The accompanying casket, containing two hundred and fifty guineas, was presented to James Peddie Harper, Esq., MD, LRCS Edin., by the undermentioned among his patients and friends of all classes, in token of their gratitude for his unremitting sympathetic professional attention; their recognition of his great medical skill; their admiration of his high Christian character; their appreciation of his constant and gratuitous aid to the needy; their deeply felt regret at his removal from Windsor (after twenty-four years of most successful practice)….”

In 1890, Florence Nightingale asked Harper to see her sister, who had refused to consult orthodox physician Andrew Clark 1st Baronet again as the sisters believed he had made her condition worse.

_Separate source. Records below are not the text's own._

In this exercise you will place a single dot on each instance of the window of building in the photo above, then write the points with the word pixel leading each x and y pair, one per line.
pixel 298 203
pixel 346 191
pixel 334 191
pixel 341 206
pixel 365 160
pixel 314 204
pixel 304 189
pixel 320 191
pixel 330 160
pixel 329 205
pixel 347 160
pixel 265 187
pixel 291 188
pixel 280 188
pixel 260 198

In 1903, Harper was still practicing at 43 Hertford Street, Mayfair, and living at Millburn House, West Norwood.

Although he did not play a prominent role in contributing to homeopathic literature, Society, or hospitals, James Peddie Harper was “for many years one of the leading West End practitioners of Homoeopathy.” He had retired from practice when he died in December, 1911, aged 84.


Select Publications:

Homeopathy Tested by Facts (1858)


Of interest:

Reverend James Harper D.D. (1795 – 1879) father of James Peddie Harper, Minister of Secession and United Presbyterian Church at North Leith, 1817-79; Professor of Theology to Secession and United Presbyterian Churches from 1843; Principal of United Presbyterian Divinity Hall from 1876.

Rev Dr James Peddie married twice, his first marriage being to Margaret Coventry, which brought a link by marriage with the civil and railway engineers Benjamin Hall Blyth and Edward Lawrence Blyth which was to be important later.  His second marriage to Barbara Smith,  daughter of Lord Provost Donald Smith of the private bank Donald Smith & Company, brought a significant range of business connections…

Alexander Peddie (1810 – 1907), brother-in-law of Reverend James Harper, uncle of James Peddie Harper, received his M.D. from the University of Edinburgh in 1835. Alexander Peddie was President of the Edinburgh Royal College of Physicians from 1877-1879. He also served as President of the Edinburgh Harveian Society in 1890.

William Peddie Harper (1830 – 1916), son of Reverend James Harper, brother of James Peddie Harper, was a successful merchant in London, Leith and Liverpool.

Captain George Peddie (1833 – 1869) [no evident relation] was decorated for serving at Sevastopol in 1854 with the Welsh Regiment of Foot.